Арафа посмотрел на жену странным взглядом.
— А почему бы нам самим не пойти к нему?
— Разве ты можешь войти хотя бы в дом управляющего? — рассмеялась Аватыф.
— Нет, конечно, но, возможно, мне удастся войти в Большой дом.
— Славная шутка! — Аватыф легонько ударила мужа по руке. — Только сначала хорошо бы убедиться, что нашей жизни ничто не грозит.
— Если бы я был просто шутником, — с таинственным видом проговорил Арафа, — я бы сюда не вернулся.
Что–то в его тоне встревожило Аватыф, и она подозрительно спросила:
— Уж не собираешься ли ты и вправду это сделать? Арафа не ответил.

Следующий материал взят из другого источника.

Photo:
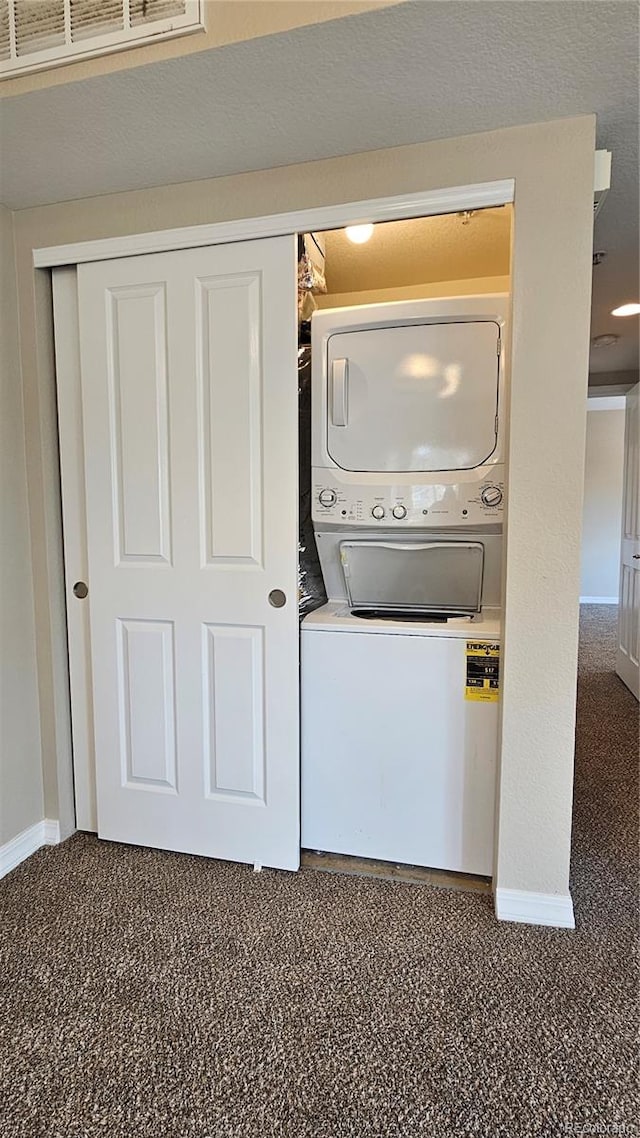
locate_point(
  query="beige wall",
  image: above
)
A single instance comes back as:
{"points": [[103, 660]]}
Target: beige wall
{"points": [[21, 761], [227, 22], [552, 165], [473, 286], [601, 520]]}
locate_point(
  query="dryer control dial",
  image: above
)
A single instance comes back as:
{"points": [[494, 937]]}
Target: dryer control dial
{"points": [[491, 495], [327, 497]]}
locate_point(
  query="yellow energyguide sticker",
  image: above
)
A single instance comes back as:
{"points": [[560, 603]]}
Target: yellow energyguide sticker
{"points": [[483, 671]]}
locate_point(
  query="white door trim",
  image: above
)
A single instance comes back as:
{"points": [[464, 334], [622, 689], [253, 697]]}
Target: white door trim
{"points": [[25, 843], [398, 207], [66, 335]]}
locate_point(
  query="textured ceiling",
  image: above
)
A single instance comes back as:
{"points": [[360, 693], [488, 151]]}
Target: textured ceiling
{"points": [[417, 252], [396, 75]]}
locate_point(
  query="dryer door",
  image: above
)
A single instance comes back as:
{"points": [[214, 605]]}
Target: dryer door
{"points": [[413, 397]]}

— Ты только вообрази, — продолжала Аватыф, — что будет, если тебя схватят в Большом доме!
— А что странного в том, что внук зайдет навестить деда?
— Скажи, что ты шутишь! О боже! Почему ты так серьезен? Зачем тебе ходить к нему?

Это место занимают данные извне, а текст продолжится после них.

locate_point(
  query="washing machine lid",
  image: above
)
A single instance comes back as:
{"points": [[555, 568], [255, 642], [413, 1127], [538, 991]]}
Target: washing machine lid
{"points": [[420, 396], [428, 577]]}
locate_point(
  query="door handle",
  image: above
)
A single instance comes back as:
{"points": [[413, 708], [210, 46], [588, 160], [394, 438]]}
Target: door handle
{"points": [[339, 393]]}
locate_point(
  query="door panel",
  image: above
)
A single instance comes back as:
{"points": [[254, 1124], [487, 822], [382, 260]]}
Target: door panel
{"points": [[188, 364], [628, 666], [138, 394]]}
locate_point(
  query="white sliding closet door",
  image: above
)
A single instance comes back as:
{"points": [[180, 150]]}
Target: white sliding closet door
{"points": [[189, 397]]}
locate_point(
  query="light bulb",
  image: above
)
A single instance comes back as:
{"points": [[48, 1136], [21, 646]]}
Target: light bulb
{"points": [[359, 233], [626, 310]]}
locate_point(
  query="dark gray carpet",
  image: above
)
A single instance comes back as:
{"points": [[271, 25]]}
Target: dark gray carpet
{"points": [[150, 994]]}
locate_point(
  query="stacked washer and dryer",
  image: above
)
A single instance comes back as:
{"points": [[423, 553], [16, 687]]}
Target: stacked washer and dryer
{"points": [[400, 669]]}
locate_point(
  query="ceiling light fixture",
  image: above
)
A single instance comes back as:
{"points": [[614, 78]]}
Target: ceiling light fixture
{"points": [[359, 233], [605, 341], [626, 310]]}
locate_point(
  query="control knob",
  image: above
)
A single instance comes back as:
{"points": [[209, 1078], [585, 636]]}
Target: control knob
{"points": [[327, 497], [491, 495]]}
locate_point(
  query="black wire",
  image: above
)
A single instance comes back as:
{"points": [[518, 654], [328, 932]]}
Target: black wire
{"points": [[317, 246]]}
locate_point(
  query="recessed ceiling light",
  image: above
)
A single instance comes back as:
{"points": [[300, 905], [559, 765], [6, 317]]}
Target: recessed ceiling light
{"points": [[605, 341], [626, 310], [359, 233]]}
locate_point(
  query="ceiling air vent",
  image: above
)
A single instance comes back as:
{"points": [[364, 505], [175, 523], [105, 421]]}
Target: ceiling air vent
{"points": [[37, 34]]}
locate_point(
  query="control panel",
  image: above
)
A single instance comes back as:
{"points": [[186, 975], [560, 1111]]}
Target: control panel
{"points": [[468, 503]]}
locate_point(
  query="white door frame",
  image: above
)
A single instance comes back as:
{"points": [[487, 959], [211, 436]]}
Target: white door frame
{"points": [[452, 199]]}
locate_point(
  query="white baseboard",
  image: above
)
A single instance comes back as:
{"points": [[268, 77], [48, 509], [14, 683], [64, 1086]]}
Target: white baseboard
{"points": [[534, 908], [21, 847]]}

— Разве не стоит рискнуть, чтобы увидеть его?
— Эти слова случайно сорвались с твоего языка, а теперь ты уже обдумываешь их всерьез.
Арафа погладил жену по руке, успокаивая ее.
— Я обдумываю это с тех пор, как вернулся на нашу улицу.
— Почему ты не хочешь жить спокойно? — умоляюще спросила Аватыф.
— Если бы это было возможно! Но они не дадут нам жить спокойно. Мы сами должны позаботиться о своей безопасности.
— Тогда нам нужно бежать с улицы.
— Зачем мне бежать, если я владею волшебством?! Голос Арафы звучал твердо и упрямо. Он с нежностью обнял Аватыф и шепнул ей на ухо:
— Мы еще не раз поговорим обо всем, а сейчас успокойся.
99.
Что происходит с человеком? С ума ли он сошел? Или гордыня обуяла его? Так думала Аватыф, наблюдая за тем, как Арафа то работает не покладая рук, то погружается в размышления. Сама она чувствовала себя счастливой. Единственное, что омрачало ей жизнь, — это мысль о Сантури, убийце ее отца. Смерть отца до сих пор оставалась неотомщенной, а месть на нашей улице с древних времен почитается священным долгом. Но даже этим долгом она могла бы скрепя сердце пренебречь ради счастья, которое принесло ей замужество. Арафа же был убежден, что месть Сантури — это лишь часть большого дела, которое он призван свершить. Аватыф плохо понимала его. Неужели он всерьез равняет себя с теми, кого воспевают поэты под звуки ребаба?! Но ведь Габалауи ничего не поручал ему! Да и сам он, кажется, не очень–то верит в Габалауи и в те истории, которые рассказываются в кофейнях. Одно несомненно: Арафа отдает волшебству во сто крат больше времени и сил, чем требуется, чтобы заработать на жизнь. А если задумывается глубоко, то мысли его не о себе самом и не о семье. Он размышляет о вещах, о которых, кроме него, больше никто не думает, — об улице, о футуввах, об имении и доходах от него, о волшебстве. Он мечтает о прекрасном будущем, которое настанет для улицы благодаря волшебству. А ведь он единственный на улице, кто не курит гашиш, потому что его работа в мастерской требует ясного ума и внимания. Но все эти мысли и мечты ничто по сравнению с его безумным желанием проникнуть в Большой дом. Зачем тебе это, муж мой?!